Urinary incontinence is loss of normal control of the bladder and involuntary loss of urine. For many people with urinary incontinence, it is an embarrassing problem that negatively impacts quality of life. There are many causes of urinary incontinence. Effective treatment is available for all types of urinary incontinence, but a comprehensive evaluation is needed prior to initiating therapy.
Urinary incontinence is more common in women than in men. Older women experience urinary incontinence more often than younger women. The probable cause for the higher incidence in women can be attributed to pregnancy and childbirth, menopause and the anatomic structure of the female urinary tract.

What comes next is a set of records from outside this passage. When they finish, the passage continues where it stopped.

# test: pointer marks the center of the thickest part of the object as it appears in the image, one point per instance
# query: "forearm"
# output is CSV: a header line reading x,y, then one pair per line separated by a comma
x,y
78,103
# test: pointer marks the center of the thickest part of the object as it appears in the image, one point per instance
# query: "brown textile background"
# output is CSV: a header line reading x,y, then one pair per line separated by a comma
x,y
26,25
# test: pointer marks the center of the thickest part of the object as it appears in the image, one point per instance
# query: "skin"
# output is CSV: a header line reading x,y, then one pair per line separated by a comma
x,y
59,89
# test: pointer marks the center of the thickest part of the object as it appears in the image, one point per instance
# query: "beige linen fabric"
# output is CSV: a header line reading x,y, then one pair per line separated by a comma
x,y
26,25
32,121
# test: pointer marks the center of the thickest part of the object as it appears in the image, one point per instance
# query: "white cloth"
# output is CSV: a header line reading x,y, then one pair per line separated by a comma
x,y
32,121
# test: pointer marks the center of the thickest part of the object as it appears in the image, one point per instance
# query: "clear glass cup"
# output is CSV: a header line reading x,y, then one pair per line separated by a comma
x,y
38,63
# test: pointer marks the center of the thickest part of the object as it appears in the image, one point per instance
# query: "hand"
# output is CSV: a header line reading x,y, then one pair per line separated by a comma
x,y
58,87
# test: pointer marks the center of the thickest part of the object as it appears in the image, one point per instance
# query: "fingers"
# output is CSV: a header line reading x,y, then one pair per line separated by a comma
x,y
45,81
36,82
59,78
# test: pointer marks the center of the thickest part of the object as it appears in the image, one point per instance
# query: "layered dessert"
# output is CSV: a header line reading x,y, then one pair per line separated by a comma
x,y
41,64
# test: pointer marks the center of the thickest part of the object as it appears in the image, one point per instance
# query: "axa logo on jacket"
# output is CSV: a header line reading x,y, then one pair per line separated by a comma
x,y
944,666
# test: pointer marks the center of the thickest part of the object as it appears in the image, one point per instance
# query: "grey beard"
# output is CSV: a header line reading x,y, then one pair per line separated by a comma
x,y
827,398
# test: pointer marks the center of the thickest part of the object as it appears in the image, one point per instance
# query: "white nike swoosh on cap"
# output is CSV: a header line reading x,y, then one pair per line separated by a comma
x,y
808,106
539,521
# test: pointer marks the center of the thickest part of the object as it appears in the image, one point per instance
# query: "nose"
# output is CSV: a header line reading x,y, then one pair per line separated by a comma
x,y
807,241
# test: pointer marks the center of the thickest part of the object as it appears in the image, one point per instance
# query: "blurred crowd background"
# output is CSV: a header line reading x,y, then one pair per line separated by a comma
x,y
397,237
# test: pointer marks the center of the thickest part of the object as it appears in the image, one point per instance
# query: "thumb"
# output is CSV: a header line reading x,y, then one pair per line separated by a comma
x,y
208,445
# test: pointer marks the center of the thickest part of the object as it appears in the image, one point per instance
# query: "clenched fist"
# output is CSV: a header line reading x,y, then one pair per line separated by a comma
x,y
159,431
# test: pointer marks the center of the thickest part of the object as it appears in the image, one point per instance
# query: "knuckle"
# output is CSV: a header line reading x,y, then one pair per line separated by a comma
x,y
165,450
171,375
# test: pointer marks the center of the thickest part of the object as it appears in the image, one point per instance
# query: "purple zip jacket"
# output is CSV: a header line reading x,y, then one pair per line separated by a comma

Individuals with urge urinary incontinence may experience strong, sudden, urgent and uncontrollable need to urinate, frequent urination and also involuntary loss of urine. (overactive bladder). Women with stress incontinence leak with coughing, sneezing, lifting or other physical activities that place stress on the pelvic floor muscles.
Causes of Urinary incontinence
- Weak pelvic floor muscles
- Problems with the nerves that control urination
- Physiological conditions such as pregnancy, childbirth, weight gain or other conditions that stretch the pelvic floor muscles
- Overactive bladder muscle
- Weak bladder sphincter muscles
- Urinary tract infection
- Urinary retention, incomplete bladder emptying
- Constipation and impaction
- Bladder cancer or bladder stones
- Neurological disorders
Types of Urinary Incontinence
Urinary incontinence can be categorized into five basic types depending on the symptoms:
- Stress Incontinence
- Urge Incontinence
- Overflow Incontinence
- Functional Incontinence
- Mixed Incontinence
- Stress Incontinence: Leakage of small amounts of urine during physical activity such as coughing, sneezing, lifting heavy objects, and straining, which suddenly increases the pressure within the abdomen.
- Urge Incontinence: Leakage of large amounts of urine with a sense of urgency, before making it to the bathroom, at unexpected times, including during sleep.
- Overflow Incontinence: Uncontrollable leakage of small amounts of urine because of an overdistended or incompletely emptied bladder.
- Functional Incontinence: This refers to urine loss resulting from the inability to get to a toilet.
- Mixed Incontinence: Mixed incontinence is the presence of two or more types of incontinence in an individual. Most commonly, urge and stress incontinence occur together.
Symptoms remain the mainstay of diagnosis and you may be ordered additional tests to identify and confirm the cause for incontinence. These tests include a bladder stress test, urine analysis, urine culture, ultrasound of the bladder, cystoscopy, and multichannel urodynamics.
Treatment for Urinary Incontinence
Treatment depends on the cause and severity of incontinence. Treatment options include medications, injections, vaginal devices and behavioral therapy that include pelvic muscle exercises with or without Physical Therapy, bladder retraining, electrical stimulation, and catheterization. If these conservative treatment measures fail to treat your condition, your physician may recommend surgical procedures such as a suburethral sling or neuromodulation.